Thursday, July 12, 2007

Quilt National

Printer and scanner are back in business -- truly hot, humid weather makes me unable to do the simplest things, like fix a paper jam. Today the humidity is lower and temperature summertime pleasant and the job was a snap. SO.... a few remarks, not a review or critique. Above is the odd-ball quilt of the year. Every year there is one: One year it was a stick bed with a quilt on it, another yeat it was magnificent wooden squares, another year it was a quilt made of matchsticks. This year it is Julie John Upshaw's Ironing Board with the female figure drawn and quilted on it. It's as if every year the judges have to include one far out "quilt" -- this is a quilt, there are the requisite three layers, etc. {not always true}

Quilts I really liked: many of the ones that depended on color and quilting to make their statements: quilts by Kent Williams, Regina V. Benson, Sharon Bell (three long strips of simply quilted, dyed blue fabrics), Mary E. Stoudt (remaniscent of Klimt, Charlotte Patera, Marie Jensen. I have a great weakness for beautiful color beautifully quilted and simply presented. Nancy Erickson's animal quilts are always very powerful and ring primitive chords, her wolf was no exception. Of the pictoral quilts, I was struck by Carol Elrod's "Table for Two" [below} for both the humor and the verisimilitude.

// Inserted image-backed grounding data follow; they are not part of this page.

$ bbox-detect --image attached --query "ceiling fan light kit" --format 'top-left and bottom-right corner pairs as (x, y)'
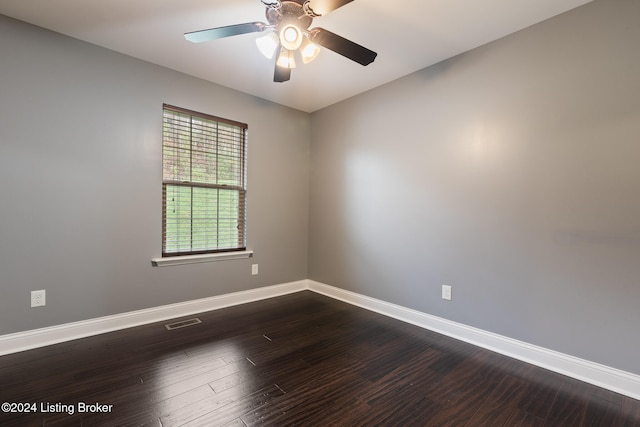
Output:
(300, 37), (321, 64)
(276, 47), (297, 69)
(184, 0), (377, 82)
(255, 32), (280, 59)
(280, 24), (303, 50)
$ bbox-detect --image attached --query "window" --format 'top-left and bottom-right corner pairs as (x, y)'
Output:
(162, 104), (247, 257)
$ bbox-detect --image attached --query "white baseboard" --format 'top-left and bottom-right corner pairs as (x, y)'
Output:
(307, 280), (640, 401)
(1, 278), (638, 400)
(0, 280), (306, 357)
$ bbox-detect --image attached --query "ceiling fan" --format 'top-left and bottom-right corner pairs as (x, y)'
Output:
(184, 0), (377, 82)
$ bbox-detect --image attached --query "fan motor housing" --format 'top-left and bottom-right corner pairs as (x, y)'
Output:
(266, 1), (313, 30)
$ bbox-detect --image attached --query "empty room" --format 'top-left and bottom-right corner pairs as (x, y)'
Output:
(1, 0), (639, 425)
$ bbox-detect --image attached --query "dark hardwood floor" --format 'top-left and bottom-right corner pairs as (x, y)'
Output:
(1, 291), (638, 426)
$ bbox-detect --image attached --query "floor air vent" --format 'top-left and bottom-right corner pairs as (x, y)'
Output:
(165, 318), (202, 331)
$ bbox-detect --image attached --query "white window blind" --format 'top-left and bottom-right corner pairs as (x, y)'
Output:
(162, 104), (247, 256)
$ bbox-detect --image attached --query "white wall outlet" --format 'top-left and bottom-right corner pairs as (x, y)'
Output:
(31, 290), (46, 307)
(442, 285), (452, 301)
(251, 264), (259, 276)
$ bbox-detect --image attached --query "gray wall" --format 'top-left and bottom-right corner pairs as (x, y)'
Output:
(0, 15), (310, 335)
(309, 0), (640, 375)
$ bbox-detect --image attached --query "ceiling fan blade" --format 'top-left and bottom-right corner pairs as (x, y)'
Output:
(309, 28), (377, 66)
(274, 64), (291, 83)
(185, 22), (266, 43)
(305, 0), (354, 16)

There are so many other wonderful quilts. One must either see the show or purchase the catalog which uses Susan Shie's "The Tower" [of pressure cookers] as it's cover design. her godesses not only have the traditional third eye above the nose but a fourth eye in the hollow of the throat! and it is, as always heavily covered with the diary of a the month in which it was made. There are familiar and well known artists and a few unknown names, humor and deep seriousness. Finally there is a laugh out loud quilt, a large one in tones of gray/black and white, a portrait of George W. Bush -- entirely of fabric yoyos!!! This is subversive art at its very best.